假鳳虛凰 / Jia feng zu huang / Fake Phoenix / [False fenici]
Director: Zuolin (Huang Zuolin)
Country: Cina. Year: 1947.
Scen.: Sang Hu. F.: Huang Shaofen, Xu Qi. M.: Fu Jiqiu. Scgf.: Wang Yuebai. Mus.: Zhang Zhengfan. Int.: Li Lihua (la ragazza), Shi Hui (Yang), Lu Shan (l’amica), Ye Ming (barbiere n. 7). Prod.: Wenhua. DCP. D.: 92’.
Restored by Angelina Fong at L’Image Retrouvée laboratory, Paris from a 16 mm copy from CDCC.
Chinese version with English subtitles.
2K DCP from a 4K scan from a 16 mm source with English subtitles from Centre de Documentation sur le Cinéma Chinois (Paris).
Viewed at Cinema Jolly, Bologna, Il Cinema Ritrovato, The Rebirth of Chinese Cinema (1941-1951), 24 June 2018.

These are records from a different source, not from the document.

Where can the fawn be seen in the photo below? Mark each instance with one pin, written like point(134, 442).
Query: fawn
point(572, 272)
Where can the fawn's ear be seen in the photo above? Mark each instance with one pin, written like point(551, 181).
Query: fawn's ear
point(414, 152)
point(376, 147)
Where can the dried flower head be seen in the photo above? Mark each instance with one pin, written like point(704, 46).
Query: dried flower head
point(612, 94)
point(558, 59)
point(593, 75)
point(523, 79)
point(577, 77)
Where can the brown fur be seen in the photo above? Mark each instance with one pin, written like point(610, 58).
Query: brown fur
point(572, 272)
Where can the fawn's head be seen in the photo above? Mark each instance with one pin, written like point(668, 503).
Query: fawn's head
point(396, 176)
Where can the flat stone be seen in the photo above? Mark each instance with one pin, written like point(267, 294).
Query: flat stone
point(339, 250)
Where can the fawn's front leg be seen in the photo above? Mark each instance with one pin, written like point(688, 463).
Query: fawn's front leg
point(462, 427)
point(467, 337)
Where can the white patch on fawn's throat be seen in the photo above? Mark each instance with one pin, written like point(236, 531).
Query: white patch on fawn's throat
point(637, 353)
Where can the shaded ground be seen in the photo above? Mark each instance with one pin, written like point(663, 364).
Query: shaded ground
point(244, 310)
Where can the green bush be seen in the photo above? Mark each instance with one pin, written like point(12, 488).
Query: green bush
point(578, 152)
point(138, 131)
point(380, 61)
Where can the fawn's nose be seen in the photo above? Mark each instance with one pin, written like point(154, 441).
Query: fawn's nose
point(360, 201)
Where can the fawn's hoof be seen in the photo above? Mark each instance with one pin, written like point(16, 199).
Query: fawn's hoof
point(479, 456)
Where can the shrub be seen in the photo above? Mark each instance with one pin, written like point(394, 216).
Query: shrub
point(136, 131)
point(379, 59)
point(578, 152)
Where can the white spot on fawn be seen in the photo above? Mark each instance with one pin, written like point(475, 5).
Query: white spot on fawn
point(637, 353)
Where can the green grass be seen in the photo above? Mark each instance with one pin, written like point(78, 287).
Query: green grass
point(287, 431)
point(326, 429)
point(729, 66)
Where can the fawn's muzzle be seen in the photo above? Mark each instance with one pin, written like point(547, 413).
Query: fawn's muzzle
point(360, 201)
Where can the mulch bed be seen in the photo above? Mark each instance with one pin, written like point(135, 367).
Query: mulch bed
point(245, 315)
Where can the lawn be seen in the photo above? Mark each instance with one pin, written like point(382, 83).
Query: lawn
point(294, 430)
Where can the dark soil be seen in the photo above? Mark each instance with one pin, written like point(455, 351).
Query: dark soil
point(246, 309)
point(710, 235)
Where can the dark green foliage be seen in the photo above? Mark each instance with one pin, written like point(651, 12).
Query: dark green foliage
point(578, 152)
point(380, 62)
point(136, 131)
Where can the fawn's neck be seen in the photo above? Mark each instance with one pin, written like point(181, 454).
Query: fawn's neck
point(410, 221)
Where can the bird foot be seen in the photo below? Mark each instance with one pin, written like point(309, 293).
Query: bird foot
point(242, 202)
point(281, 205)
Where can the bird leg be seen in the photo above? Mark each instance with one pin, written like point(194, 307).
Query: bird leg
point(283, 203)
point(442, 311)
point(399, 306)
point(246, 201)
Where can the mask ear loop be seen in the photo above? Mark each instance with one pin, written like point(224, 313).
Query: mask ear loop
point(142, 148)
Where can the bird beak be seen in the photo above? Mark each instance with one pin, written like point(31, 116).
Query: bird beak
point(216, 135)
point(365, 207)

Marie Claire Kuo and Kuo Kwan Leung (Il Cinema Ritrovato): "In the political and financial aftermath of the war, Shanghai gave the illusion that it was a city full of opportunities and everyone was running after easy money. Li Lihua, a lady without means, and Shi Hui, the hairdresser, faked their identity, trying to convince each other that he/she was a good party for marriage. The film painted a ferocious picture of a society which gave few possibilities to ordinary people. Scenarist Sang Hu has written some of the best comedies of Chinese cinema and this sparkling and well-interpreted satire is still incredibly modern and funny."
"On July 11, 1947, about 800 hairdressers gathered in front of Shanghai’s biggest movie theatre, the Da Guangming, where Jiafeng xuhuang had its first projection, to protest against the way their profession was represented in the film. The management finally agreed to make some changes to calm them down. This incident helped the film obtain the highest number of ticket sales of all those produced by Wenhua. A journalist from “Life” magazine, then in Shanghai, made a photo-reportage on the two main actors. It was published and excited the curiosity of Americans about the film. Some months later, it pushed Huang Zuolin, himself fluent in English, to supervise a version of the film dubbed in English. Renamed The Barber Takes a Wife, it had quite a success in the U.S. Many were touched by the elegant beauty of Li Lihua and later she played the leading role in a Hollywood film, The Buccaneer (1958), with Yul Brynner." (Marie Claire Kuo and Kuo Kwan Leung)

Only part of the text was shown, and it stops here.